Die Kunst der späten Antike und des frühen Mittelalters

Die Kunst der späten Antike und des frühen Mittelalters bietet sonst an Schlachtendarstellungen nicht viel.

Einige Reliefs sind erhalten, für welche ungefähr dasselbe gilt, wie für die plastischen Schlachtendarstellungen der älteren Zeit.


Byzanz und das frühe Mittelalter aber sind zunächst völlig von religiösen Gegenständen in Anspruch genommen. Wohl aber enthalten die Heldenlieder der großen germanischen Sagenkreise (die Rabenschlacht, das Nibelungenlied, Gudrun, die Epen von Dietrich von Bern) die überlebensgroßen Bilder sagenhafter Recken und ihrer Kämpfe.

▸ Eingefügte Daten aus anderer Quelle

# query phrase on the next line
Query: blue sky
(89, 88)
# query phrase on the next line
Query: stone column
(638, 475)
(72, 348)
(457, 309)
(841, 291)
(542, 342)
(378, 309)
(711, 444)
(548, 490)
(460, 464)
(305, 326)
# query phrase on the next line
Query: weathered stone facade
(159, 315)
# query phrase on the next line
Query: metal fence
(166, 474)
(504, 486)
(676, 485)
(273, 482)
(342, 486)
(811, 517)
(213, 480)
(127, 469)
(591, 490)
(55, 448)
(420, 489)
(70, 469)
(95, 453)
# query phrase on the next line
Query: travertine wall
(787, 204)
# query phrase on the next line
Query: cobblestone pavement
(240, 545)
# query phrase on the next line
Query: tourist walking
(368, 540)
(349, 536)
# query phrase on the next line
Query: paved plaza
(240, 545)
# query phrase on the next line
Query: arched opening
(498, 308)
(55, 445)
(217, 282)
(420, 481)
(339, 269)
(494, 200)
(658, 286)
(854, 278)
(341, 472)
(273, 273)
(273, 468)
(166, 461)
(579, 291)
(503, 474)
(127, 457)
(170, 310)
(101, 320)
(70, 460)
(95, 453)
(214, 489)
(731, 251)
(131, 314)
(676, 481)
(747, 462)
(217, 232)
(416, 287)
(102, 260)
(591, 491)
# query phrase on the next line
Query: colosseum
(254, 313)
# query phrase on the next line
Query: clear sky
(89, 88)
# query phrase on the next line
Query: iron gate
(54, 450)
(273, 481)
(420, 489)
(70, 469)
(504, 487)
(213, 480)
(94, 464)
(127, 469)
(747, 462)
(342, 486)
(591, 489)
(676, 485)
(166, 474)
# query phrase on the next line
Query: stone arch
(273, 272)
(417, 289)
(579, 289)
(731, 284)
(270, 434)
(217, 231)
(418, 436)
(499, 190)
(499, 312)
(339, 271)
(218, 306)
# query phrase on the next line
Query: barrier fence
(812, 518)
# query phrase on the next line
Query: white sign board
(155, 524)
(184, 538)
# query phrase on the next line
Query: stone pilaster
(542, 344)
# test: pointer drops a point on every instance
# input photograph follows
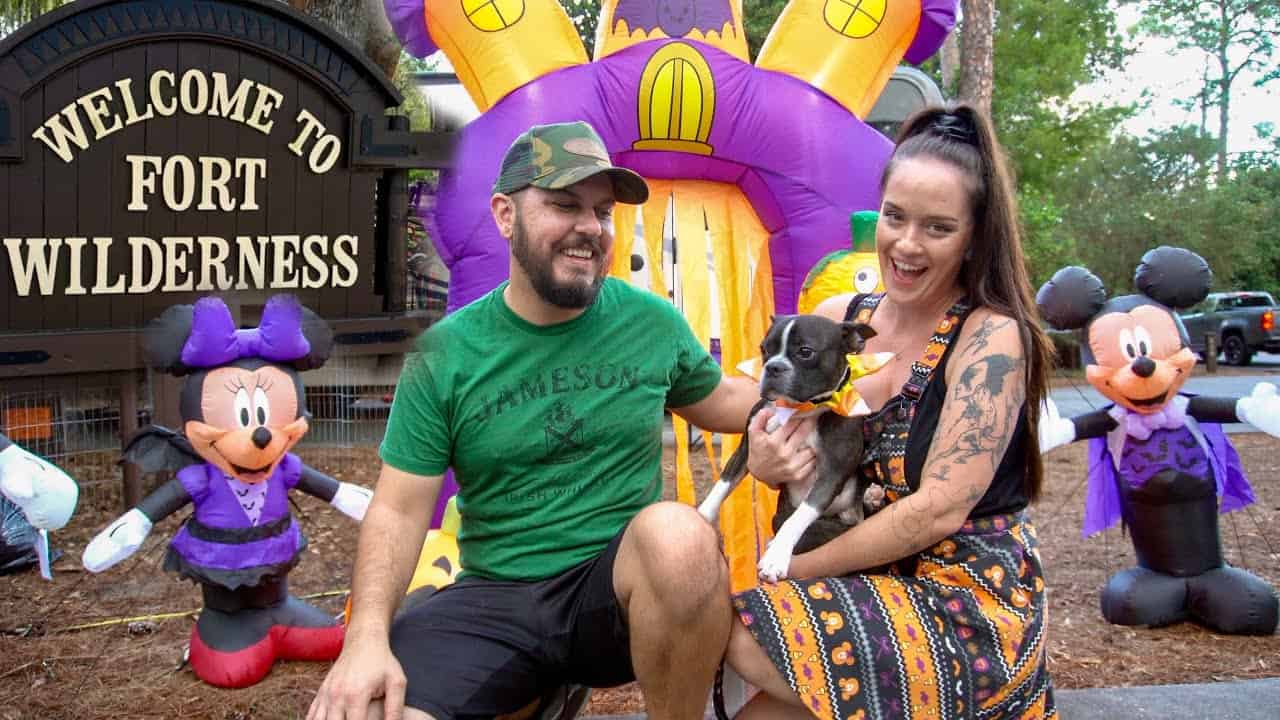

Das Heldenlied ist naturgemäß, da die Tüchtigkeit des Einzelnen in dieser Zeit noch alles bedeutet, nur an den Taten der einzelnen Helden interessiert. Ähnlich wie bei Homer lösen sich seine Schlachten in eine Reihe von Zweikämpfen auf. Für eine spätere Zeit sind ferner erwähnenswert die Schlachtenschilderungen aus Tausendundeine Nacht.

Durch eine ganze Anzahl dieser Erzählungen weht der wartenfrohe Geist der Kreuzzüge und des mittelalterlichen Rittertums. Die Schilderungen der Schlachten werden vielfach stereotyp wiederholt, besonders die eine, in der ständig der Satz wiederkehrt: „Das Blut floss in Strömen und malte kunstvolle Muster auf den Erdboden. Das ist dichterische Typisierung des Schlachtenbildes, und sie gibt von dem hitzigen Gewühl des Schlachtfeldes, von seiner Wut und seinem Grauen einen orientalisch prächtigen Eindruck.

Aber weder die Malerei noch die Schriftkunst sind in dieser Zeit hinlänglich entwickelt, um das zu liefern, was wir heute unter einer künstlerischen Schlachtendarstellung verstehen. Die wichtigen psychologischen Momente weiß das Wort noch nicht zu fassen. Die Einzelheiten einer konkreten Schlacht erscheinen zu geringfügig, um das Unternehmen ihrer künstlerischen Verarbeitung zu rechtfertigen. Alles erhebt sich noch ins Sagenhafte, ins Überlebensgroße; das Interesse am Einzelnen und Wirklichen ist auch in der Kunst noch nicht erwacht. Die Historiker schildern einzelne Schlachten getreu, die Künstler aber typisieren sie. Kommen die seelischen Erregungen der Schlacht zum Worte, so fehlt die Treue des Details oder wenigstens der taktischen Situation. Dass man das Bild einer Schlacht im selben Sinne als eine kunstfähige Wirklichkeit nähme wie etwa einen zu porträtierenden Kopf, dafür bietet die ganze alte Zeit, abgesehen von dem nur mittelbar künstlerisch wirkenden Berichte des Xenophon, kein einziges bekanntes Beispiel.